Reclaiming Legislative Power
The power to make laws rests wholly in Congress – at least that is what the Constitution says. Yet who makes the “laws” in our federal system today? Vast amounts of legislative power have been “delegated” to independent federal regulatory agencies like the Federal Communications Commission or to the president or his cabinet secretaries.
The sheer volume of these rules is mind-numbing. Consider that in 2014, the year that just ended, 75,000 pages of new regulations were adopted by the Executive Branch, either by the Obama administration directly or through independent regulatory agencies. This is in addition to the myriad executive orders the president gives to his various departments regarding how to administrate federal laws.
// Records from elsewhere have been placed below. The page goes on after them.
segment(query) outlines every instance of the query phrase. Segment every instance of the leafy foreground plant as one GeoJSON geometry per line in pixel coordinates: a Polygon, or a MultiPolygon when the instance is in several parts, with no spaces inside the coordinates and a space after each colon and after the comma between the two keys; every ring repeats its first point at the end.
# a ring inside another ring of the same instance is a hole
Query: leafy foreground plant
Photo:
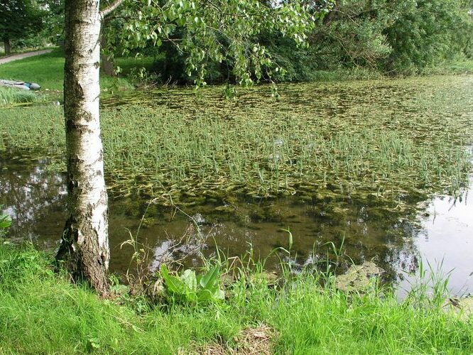
{"type": "Polygon", "coordinates": [[[276,354],[473,351],[471,318],[436,302],[400,304],[379,287],[347,294],[321,286],[320,274],[304,272],[276,289],[241,266],[225,300],[143,311],[138,298],[102,300],[50,265],[30,245],[0,241],[0,353],[244,353],[257,341],[276,354]]]}
{"type": "Polygon", "coordinates": [[[173,276],[163,264],[160,275],[165,283],[167,291],[178,300],[190,303],[212,302],[225,298],[218,282],[219,269],[215,265],[207,273],[198,275],[195,271],[187,269],[180,275],[173,276]]]}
The imagined need for these rules is that congressional legislation cannot anticipate every situation or change that requires new regulations. That is true, of course, only if we accept the underlying premise that the federal government ought to be directly involved in almost everything we do. Not only is that notion itself unconstitutional, violating the limited powers in Article I and the strict limits of those powers in the Ninth and Tenth Amendments, but it is even more noxious because whatever rules the federal government does impose are required to be enacted only by Congress.
The consequence of this constant growth and expansion of rules is that what is lawful and what is not morphs all the time as proposed rules pass through the regulatory process and acquire the force of law. These rules often seem to conflict with other rules or with federal statutes or with judicial decisions interpreting federal law, so that the confusion is compounded dramatically. The only folks who seem able to navigate through this morass are Washington lawyers and lobbyists, whose interest is wholly mercenary.
Those who actually make the rules we are obliged to obey are not elected officials or even their legislative staffers, but rather invisible bureaucrats, with no real accountability to the American people, who migrate after their period of public “service” into jobs as those same Washington lawyers and lobbyists. What makes this worse is that these same bureaucrats who make these “laws” also enforce the same “laws,” which means that this is virtually no separation of legislative and executive powers for much of what happens in the federal government.
One of the first reforms a new Republican president ought to ask of the Republican Congress is to abolish the independent federal regulatory agencies and remove the power of the president or his appointees to make new rules. Would this create chaos? Hardly: the existing rules could still remain in effect for a certain period – say, two years – and during that period, Congress could by resolution either confirm or deny all or part of existing rules.
What about new rules “needed” by the federal government? These would be adopted like all other laws by Congress in the normal legislative process. In cases of genuine and true emergencies, Congress could delegate to particular congressional committees the power to meet and to adopt emergency rules that would remain in effect only until the end of the next legislative session.
Congress ought also to conduct a systematic review of all the past rules that have been adopted, with the intention of adopting a federal code for each area of past regulation that is as brief, clear, and uniform as possible. Rather than trying to micromanage American commerce, industry, and society, Congress should come up with a set of laws ordinary Americans can read and understand, which adopts broad and consistent rules for our nation.
This sounds impossible only if we accept the premise that without federal micromanagement of our lives, that society would fall apart. Limited laws and regulation simply shift the operation of society from commands to consent – liberty works at least as well, in most situations, as law.
Moreover, this reform would not remove the power of state legislatures to enact laws, and very often, this has resulted in some very good examples of legislation. The Uniform Commercial Code, for example, has been adopted by state legislatures throughout the land. Its provisions are explained clearly, with commentary, and are intended to be fair, objective, and rational – which is exactly what businessmen want when they buy and sell goods and services to each other.
This is the sort of reform voters can understand, which transforms Washington. It is also a winning reform for 2016.